Le armi fanno boom: anche per l’Italia, finché c’è guerra c’è speranza
Enrici Piovesana
il Fatto quotidiano, 3 maggio 2018. Siamo un popolo di becchini. Più gente si ammazza in giro per il mondo più siamo benestanti e soddisfatti, crepi pure l'amico col nemico, più sono meglio è per noi. E' il capitalismo, baby

«1.700 miliardi di dollari - Dopo dieci anni di crisi, le spese tornano a crescere. Tranne che per la Russia»

Le spese militari globali tornano ad aumentare dopo quasi un decennio di stasi seguito alla crisi. Lo certificano i nuovi dati pubblicati dall’Istituto internazionale di ricerca sulla pace di Stoccolma (Sipri) relativi all’anno passato. Gli investimenti in difesa sono cresciuti a livello mondiale di oltre un punto percentuale raggiungendo la cifra di 1.700 miliardi di dollari, 230 dollari per ogni abitante del pianeta. Oltre la metà di questi soldi vengono spesi da paesi Nato, oltre un terzo dagli Stati Uniti, che nel 2017 non mostrano ancora l’aumento del 18% deciso dal presidente Trump per l’anno fiscale corrente. La crescita più significativa si registra in Arabia Saudita (da anni in guerra in Yemen e principale importatore di armamenti occidentali, italiani compresi) con un aumento annuo del 9%, per una spesa che supera il 10% del Pil nazionale e posiziona la petrolmonarchia al terzo posto nella classifica mondiale dopo Stati Uniti e Cina, scalzando la Russia.

L’aumento delle spese militari riguarda tutto il Medioriente: 22% l’Iraq, 15% l’Iran, 10% la Turchia e 5% Israele; mancano i dati siriani.
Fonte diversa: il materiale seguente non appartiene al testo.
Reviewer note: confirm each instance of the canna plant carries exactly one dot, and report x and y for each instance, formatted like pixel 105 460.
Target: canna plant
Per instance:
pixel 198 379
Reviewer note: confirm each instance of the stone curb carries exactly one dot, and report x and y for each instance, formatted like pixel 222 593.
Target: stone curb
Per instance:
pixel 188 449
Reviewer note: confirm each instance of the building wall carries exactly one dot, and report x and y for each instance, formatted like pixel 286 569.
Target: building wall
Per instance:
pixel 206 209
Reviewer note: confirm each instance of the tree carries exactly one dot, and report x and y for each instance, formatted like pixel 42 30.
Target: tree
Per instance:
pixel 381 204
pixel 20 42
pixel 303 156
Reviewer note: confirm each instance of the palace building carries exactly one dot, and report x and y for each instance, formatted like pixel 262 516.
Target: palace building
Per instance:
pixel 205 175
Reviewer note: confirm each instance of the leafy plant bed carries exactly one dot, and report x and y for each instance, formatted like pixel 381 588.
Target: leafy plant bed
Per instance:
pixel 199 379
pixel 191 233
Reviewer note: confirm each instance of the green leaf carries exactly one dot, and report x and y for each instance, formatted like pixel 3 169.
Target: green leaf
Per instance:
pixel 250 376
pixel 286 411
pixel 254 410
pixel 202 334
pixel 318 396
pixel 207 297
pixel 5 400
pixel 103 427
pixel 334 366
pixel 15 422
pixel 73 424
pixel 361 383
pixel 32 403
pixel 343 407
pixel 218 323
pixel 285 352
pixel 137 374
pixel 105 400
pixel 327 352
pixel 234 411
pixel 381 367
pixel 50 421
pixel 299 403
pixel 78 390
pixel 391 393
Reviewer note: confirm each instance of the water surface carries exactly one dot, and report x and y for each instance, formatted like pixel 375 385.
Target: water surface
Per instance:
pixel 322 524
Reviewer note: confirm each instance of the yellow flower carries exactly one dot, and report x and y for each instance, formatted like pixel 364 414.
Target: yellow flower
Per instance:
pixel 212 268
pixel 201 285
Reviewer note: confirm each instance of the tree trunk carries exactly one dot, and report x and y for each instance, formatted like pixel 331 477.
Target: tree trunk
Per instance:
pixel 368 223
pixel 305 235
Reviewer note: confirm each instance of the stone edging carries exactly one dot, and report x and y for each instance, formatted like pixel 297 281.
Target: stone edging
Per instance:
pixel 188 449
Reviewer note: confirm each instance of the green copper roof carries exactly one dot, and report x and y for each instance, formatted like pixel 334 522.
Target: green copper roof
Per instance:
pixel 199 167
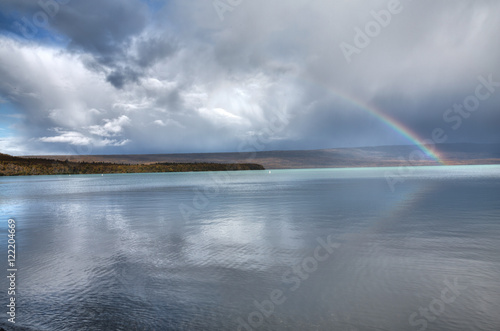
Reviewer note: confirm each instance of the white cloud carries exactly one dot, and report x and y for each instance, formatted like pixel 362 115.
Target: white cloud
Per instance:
pixel 111 128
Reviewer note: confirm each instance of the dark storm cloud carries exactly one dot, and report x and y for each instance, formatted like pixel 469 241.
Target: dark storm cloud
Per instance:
pixel 122 75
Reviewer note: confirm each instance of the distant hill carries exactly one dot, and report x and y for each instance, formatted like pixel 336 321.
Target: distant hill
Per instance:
pixel 22 166
pixel 452 154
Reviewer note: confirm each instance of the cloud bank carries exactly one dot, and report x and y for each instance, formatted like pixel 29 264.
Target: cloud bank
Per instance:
pixel 172 76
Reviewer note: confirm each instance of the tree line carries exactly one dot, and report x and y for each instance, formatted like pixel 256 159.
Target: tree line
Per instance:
pixel 17 166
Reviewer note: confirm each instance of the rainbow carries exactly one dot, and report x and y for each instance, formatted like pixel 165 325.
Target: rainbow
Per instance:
pixel 392 123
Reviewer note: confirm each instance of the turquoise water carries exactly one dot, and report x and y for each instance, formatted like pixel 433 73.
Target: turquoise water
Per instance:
pixel 314 249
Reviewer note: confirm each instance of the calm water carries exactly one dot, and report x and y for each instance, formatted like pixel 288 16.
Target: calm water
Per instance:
pixel 329 249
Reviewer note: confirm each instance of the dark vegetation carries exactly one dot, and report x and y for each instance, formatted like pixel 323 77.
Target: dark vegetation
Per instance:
pixel 16 166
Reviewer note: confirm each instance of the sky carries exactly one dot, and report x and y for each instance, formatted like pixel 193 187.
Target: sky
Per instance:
pixel 177 76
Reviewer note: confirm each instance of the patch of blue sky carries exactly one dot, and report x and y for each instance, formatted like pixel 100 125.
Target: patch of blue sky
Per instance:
pixel 22 27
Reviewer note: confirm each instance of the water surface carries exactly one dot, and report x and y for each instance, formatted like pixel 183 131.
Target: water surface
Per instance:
pixel 208 251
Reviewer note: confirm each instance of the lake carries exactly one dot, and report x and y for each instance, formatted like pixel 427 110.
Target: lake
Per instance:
pixel 312 249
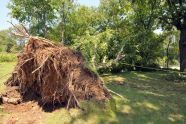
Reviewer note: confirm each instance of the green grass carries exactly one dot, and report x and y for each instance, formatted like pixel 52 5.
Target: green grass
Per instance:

L’arretramento della Russia, cui si è già accennato, è certamente il dato più significativo, con un crollo del 20% negli investimenti militari che dovrebbe ridimensionare i timori dell’Alleanza atlantica sulla reale ampiezza del riarmo russo. Timori che invece alimentano la corsa agli armamenti dei paesi dell’est e dei paesi baltici, con aumenti annui della spesa militare che vanno dal 50% della Romania al 21% di Lettonia e Lituania al 12% della Bulgaria, con la Polonia che rimane il maggior investitore militare dell’area.

Venendo all’Europa occidentale le spese militari calano leggermente in Francia (-2%), sono tendenzialmente stabili in Gran Bretagna, mentre aumentano in Spagna (12%), Germania (3,5%) e Italia (1%), dove raggiungono i 26 miliardi di euro, ovvero l’1,5% del Pil: dato, quest’ultimo, superiore a quello di importanti alleati Nato Canada (1,3%), Germania, Olanda e Spagna (entrambe 1,2%), Belgio (0,9%).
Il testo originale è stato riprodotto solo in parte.